Well, it could be because, according to the World Economic Forum, many companies now employ a ‘millennial generational expert’ to “understand the values and expectations of their youngest employees, and how to engage with them”.

It’s enough to make a boomer drop his bacon sandwich. An actual person dedicated to listening to the whining of the entitled generation to make sure they have their mashed avocado on bruschetta when they need it? Maybe the poor babies should also have their own mixologist who can create a healthy green juice every morning to stop them throwing a tantrum and refusing to work.

“If they stopped wasting their money on take-away coffees and holidays every couple of months, they could afford more,” complain the boomers who spent their youth enjoying free tertiary education, low house prices, payments into final salary schemes, the certainty of free healthcare and largely stable families.

Of course, the older generation has always seen it as their right to whinge. Really, they’re mainly angry at being old and are looking for someone to blame. But it’s harder to care when you know that the over 50s own 80% of the wealth in this country, a fact even more embittering to millennials when you consider that today’s youth are the largest cohort since the lump of baby boomers. So that 20% is spread even more thinly than it might otherwise be.

It’s true that medical and care costs have rocketed faster than that of the gadgets and avocados so beloved of the yoot (that, by the way, is the new down-with the- kids word for youth that I’m using just to prove that I am down with said kids, bro’). But had the young boomers been willing to put more of their money away for the future, instead of doggedly assuming the state would pay for their every need, past, present and future, they might have less reason to complain now.

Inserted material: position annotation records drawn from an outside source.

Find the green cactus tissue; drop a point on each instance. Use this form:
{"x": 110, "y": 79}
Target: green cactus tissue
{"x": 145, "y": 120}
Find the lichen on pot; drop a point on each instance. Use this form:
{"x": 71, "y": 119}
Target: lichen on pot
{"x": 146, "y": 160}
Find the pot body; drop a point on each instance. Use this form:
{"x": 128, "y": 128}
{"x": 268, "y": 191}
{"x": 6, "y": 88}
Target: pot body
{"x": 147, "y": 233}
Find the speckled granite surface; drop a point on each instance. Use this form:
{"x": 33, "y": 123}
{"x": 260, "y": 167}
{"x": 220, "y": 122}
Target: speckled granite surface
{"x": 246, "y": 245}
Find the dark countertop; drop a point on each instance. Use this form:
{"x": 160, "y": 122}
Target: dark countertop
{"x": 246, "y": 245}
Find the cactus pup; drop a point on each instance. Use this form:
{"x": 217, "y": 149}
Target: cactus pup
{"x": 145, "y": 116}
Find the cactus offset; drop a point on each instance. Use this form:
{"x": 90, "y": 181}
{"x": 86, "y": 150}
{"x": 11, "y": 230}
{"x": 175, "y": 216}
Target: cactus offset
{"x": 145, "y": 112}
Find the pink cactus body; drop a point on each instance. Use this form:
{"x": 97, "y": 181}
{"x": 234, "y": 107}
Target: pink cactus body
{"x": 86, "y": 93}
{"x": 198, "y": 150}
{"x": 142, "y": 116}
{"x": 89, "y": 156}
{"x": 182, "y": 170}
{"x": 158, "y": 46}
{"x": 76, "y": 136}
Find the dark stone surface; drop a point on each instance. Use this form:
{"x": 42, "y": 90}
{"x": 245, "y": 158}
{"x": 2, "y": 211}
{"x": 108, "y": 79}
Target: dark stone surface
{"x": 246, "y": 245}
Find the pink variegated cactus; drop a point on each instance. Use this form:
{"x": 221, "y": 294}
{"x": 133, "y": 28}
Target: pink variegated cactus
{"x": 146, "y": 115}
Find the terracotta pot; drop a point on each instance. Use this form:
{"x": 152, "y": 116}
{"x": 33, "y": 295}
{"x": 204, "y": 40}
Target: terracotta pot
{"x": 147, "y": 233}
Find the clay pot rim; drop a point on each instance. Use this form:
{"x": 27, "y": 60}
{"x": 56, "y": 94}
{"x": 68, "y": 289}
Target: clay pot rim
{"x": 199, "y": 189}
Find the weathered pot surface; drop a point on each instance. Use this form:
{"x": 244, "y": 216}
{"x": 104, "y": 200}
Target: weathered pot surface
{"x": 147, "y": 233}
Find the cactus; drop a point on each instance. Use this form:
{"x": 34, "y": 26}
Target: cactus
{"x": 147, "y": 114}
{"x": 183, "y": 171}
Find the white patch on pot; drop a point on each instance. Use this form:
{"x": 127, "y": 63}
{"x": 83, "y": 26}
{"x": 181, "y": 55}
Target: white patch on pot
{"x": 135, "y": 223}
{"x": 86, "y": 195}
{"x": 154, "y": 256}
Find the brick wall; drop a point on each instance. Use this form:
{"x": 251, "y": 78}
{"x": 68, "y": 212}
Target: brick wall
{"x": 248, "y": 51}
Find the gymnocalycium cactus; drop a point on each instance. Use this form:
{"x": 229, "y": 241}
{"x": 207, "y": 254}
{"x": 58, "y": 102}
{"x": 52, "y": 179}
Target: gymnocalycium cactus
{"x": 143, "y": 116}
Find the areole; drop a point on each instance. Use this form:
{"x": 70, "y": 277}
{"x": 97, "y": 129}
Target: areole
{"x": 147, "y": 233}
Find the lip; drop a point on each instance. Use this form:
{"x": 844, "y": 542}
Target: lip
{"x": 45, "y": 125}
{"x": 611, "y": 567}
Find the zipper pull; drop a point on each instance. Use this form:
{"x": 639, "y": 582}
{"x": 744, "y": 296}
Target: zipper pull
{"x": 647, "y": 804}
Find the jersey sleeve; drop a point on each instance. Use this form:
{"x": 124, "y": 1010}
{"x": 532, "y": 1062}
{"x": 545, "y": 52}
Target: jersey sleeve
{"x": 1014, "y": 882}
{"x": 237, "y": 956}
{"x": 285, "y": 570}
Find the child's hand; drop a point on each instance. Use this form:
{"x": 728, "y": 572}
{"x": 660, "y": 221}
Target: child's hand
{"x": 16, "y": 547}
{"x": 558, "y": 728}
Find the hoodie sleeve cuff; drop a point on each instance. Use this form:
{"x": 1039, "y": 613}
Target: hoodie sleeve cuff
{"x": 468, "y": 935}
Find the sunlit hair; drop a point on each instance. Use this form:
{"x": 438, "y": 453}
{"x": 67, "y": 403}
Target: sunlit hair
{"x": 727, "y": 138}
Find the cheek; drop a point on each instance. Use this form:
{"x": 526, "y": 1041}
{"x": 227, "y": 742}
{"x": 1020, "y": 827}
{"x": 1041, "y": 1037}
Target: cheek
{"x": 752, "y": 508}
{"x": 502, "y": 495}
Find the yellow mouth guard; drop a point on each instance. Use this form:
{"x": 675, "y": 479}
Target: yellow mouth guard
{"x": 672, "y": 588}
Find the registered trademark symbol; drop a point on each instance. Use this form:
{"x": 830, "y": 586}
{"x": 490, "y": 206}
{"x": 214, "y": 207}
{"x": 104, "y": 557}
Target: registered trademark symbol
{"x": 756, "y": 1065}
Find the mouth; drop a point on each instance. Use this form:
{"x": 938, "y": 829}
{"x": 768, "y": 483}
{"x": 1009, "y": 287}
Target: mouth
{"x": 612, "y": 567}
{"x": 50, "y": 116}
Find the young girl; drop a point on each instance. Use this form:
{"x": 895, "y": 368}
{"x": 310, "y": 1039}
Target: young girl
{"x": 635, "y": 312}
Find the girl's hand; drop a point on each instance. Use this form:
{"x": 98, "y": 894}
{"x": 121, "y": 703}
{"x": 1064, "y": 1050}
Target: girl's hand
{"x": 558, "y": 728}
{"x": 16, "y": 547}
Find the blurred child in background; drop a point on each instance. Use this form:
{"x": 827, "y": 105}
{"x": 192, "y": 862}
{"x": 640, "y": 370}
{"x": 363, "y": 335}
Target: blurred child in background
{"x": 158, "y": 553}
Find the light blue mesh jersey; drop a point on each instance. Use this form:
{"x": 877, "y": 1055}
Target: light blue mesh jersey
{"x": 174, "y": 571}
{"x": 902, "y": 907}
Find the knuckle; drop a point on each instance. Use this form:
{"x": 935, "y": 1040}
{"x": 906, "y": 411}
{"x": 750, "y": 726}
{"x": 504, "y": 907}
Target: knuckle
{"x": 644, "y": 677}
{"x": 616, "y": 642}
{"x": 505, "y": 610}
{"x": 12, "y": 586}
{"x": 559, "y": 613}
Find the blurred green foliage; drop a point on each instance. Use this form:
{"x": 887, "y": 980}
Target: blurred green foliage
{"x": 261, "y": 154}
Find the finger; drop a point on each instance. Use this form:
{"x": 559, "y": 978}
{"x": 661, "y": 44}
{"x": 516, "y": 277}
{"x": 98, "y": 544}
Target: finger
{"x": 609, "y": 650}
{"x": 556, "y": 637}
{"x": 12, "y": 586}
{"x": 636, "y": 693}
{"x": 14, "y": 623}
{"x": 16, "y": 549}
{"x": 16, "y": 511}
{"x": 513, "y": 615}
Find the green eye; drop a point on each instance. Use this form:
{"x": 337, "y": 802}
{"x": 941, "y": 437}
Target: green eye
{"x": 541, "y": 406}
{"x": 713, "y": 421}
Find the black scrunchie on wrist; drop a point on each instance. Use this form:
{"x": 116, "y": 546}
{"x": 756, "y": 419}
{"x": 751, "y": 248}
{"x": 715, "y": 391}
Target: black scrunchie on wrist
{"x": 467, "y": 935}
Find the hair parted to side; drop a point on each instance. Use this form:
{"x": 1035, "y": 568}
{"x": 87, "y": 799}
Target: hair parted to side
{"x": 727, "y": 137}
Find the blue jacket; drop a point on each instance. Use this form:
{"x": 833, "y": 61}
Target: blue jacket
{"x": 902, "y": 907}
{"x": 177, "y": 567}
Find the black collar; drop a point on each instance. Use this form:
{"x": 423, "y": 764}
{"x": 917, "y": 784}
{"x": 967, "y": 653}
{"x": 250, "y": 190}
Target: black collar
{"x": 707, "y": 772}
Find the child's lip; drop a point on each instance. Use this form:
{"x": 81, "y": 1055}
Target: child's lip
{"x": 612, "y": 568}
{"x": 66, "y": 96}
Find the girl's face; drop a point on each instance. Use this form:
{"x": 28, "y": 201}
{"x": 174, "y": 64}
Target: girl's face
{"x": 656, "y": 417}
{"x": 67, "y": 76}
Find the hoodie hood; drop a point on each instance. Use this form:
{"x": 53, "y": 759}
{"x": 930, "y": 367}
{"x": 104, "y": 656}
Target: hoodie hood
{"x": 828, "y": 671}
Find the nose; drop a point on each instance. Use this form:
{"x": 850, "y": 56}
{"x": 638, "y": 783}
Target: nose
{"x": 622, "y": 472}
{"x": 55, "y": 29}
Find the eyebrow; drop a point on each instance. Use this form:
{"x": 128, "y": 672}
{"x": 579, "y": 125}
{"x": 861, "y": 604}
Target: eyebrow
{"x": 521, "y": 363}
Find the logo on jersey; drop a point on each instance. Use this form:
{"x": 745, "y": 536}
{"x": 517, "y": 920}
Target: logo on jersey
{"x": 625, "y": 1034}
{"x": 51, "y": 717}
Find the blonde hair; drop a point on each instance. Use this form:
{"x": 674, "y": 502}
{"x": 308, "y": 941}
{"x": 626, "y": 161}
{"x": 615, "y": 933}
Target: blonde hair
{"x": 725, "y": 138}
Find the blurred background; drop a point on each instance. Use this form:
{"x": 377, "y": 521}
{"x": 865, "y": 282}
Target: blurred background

So, on paper at least, in my view, the millennials have more cause to whinge than the boomers. So far, they have been done out of the things the boomers took for granted, such as property ownership, free university education and a government that didn’t make you want to throw things at the TV every day.

But ultimately, although they may not have much, what they do have trumps the boomers every time. They have technology, they have youth and, importantly, they have time – lots of it. Today’s millennials have a good 80 years ahead of them to build a life, a nest egg and who knows what else besides. Next to that, what can the boomers boast? Nothing but a more heartfelt whinge.